İşte bu Teksaslılar, Meksi­ka egemenliği altında yaşarken, Meksika hükümetinin Yeni Meksika kurma peşinde yap­tığı anayasa değişiklikleri ve dayattıkları katı merkeziyetçi tutum, Teksas’ın nüfus yapısı­nın Meksika’dan farklı olarak daha çok İngilizce dilli yerle­şimcilerden oluşmasıyla birle­şince tatsızlık çıkıyor. Aklımda kaldığı kadarıyla bu anayasal değişikliklerle gelen başkan­lık sistemi, başkana meclisi de anayasa mahkemesini de yok sayma hakkı veriyor, ki yanlış bilmiyorsam diktatörlüğün de tanımı bu zaten. E diğer yan­dan Teksaslı, artık o zamanlar petrolü yok, Dallaslar, Ceyar­lar zaten hiç yok, gariban bir halk diyebiliriz, bu işten hoş­lanmıyor. Yani kültürel farklı­lıklar var, dil desen yine farklı ama Meksika dediğim dedik­çi bir tutum içinde bu farklı­lıkları reddediyor. Hatta ABD vatandaşlarının Teksas’a, yani Meksika topraklarına iltica et­melerini falan yasaklıyor ama Trump gibi ABD-Meksika sını­rına duvar örmeyi falan düşü­nüyorlar mı, onu bilmiyorum.

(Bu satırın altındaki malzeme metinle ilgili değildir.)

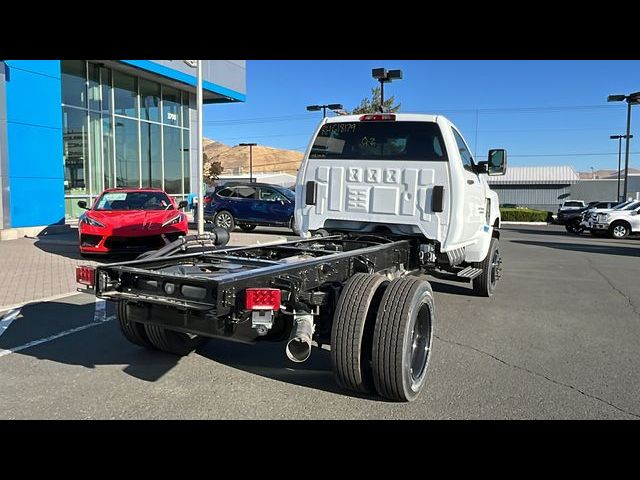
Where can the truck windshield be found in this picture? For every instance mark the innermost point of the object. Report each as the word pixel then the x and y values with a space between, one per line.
pixel 380 140
pixel 133 201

Artık bir noktadan sonra “Teksaslı diye bir şey yoktur, laf arasında Meksika, Teksika diye konuşurken bunlara da Teksi­kalı denmiş, sonra zamanla Tek­saslı olmuştur,” falan mı demiş­ler o kadarını bilemiyorum, ama bir şekilde Teksaslılar’ın canına tak ediyor ve isyan bayrağı açı­yorlar. Teksaslılar, önce Meksi­kalılara, “Yahu bir arada yaşaya­lım, şu anayasaya geri dönelim,” diyorlar ama Meksikalılar oralı olmayınca, “Biz de kendi kendi­mizi yönetiriz arkadaş,” diyerek özyönetim ilan ediyorlar. Tabii bu arada kendileriyle aynı dili konuşan ve 50-60 yıl önce ku­rulmuş olan komşuları Birleşik Devletler’den de gönüllüler bi­rer-ikişer Teksas’a geliyor.

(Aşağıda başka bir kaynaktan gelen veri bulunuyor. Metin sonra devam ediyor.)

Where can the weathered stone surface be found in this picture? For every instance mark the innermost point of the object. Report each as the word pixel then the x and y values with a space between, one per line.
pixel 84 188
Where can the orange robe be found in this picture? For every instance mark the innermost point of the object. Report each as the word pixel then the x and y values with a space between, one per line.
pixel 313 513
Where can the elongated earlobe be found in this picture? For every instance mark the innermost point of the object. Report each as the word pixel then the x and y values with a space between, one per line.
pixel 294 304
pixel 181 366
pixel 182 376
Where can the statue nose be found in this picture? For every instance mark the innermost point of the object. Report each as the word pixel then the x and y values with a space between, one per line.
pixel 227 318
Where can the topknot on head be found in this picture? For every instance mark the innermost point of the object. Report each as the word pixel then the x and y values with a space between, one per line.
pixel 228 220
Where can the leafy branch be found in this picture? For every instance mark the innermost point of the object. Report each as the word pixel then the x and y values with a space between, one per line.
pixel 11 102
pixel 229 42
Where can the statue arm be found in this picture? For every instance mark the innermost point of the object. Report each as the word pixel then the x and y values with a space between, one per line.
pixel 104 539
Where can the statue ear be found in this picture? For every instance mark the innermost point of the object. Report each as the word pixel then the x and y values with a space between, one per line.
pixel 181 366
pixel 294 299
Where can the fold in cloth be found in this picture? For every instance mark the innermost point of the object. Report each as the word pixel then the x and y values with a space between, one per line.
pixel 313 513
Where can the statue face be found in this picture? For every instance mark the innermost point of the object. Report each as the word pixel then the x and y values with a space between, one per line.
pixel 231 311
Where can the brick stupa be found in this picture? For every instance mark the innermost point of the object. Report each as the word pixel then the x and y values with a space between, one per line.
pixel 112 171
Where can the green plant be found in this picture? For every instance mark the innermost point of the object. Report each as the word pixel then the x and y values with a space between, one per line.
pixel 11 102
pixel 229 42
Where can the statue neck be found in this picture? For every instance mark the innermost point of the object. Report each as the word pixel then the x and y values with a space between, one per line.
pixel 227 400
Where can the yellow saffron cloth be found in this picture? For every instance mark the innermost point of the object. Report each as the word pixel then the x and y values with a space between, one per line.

Kendisine ‘Karpatlar’ın Maradonası’ misali ‘Batı’nın Napolyonu’ dedirten Meksika Başkanı Santa Anna savaş ilan ediyor, Teksas’a giriyor ve tek bir Teksaslı terörist kalmayın­caya kadar, ordusu teslim olan­ları bile öldüre öldüre Alamo Kalesi’ne kadar ilerleyerek Joh­nny Cash’in de “Remember the Alamo” ağıdında bahsettiği Ala­mo Katliamı’nı gerçekleştiriyor. Alamo’da Meksika ordusunun kuşatmasına iki hafta direnen Teksaslı askerlerin hepsi öldü­rülüyor. Bu askerlerin arasında John Wayne’in sinemada can­landırdığı Davy Crockett de var. Sadece bir kadını, “Git bunu di­ğer Teksaslılar’a anlat” diye sağ bırakıyorlar.

Ha nedir? Bu kanlı olayın ar­dından, daha önce asker topla­makta güçlük çeken macerape­rest Teksas ordusu, önce geri çe­kiliyor ama kısa süre içerisinde daha fazla askerle toparlanıyor, Meksika ordusuna saldırıyor ve savaşı kazanarak bağımsız Teksas Cumhuriyeti’ni kuruyor. Teksaslıları Alamo’da öldüre­rek sindirdiğini zanneden Santa Anna önce Teksas’ı kaybediyor, on yıl sonra falan Teksas ABD’ye katılınca tekrar geri kazanmaya çalışırken yine yeniliyor ve o çok özendiği Napolyon gibi kendi ül­kesi tarafından sürgüne gönde­rilerek tam manasıyla ‘Batı’nın Napolyonu’ oluveriyor.

Elbette tarihin ‘eğer’i olmaz ama, bir ihtimal Santa Anna, Teksaslıların (ve kendisine itiraz eden diğer Meksika vilayetleri­nin) itirazlarına rağmen anaya­sayı değiştirip kendini tek yetkili başkan ilan etmese belki Teksas bugün hâlâ Meksika’nın olacaktı. Tabii o zaman ne Dallas, ne Ce­yar ne de Sue Ellen olurdu ama en azından yüzlerce insan bir adamın inadı yüzünden ölmezdi.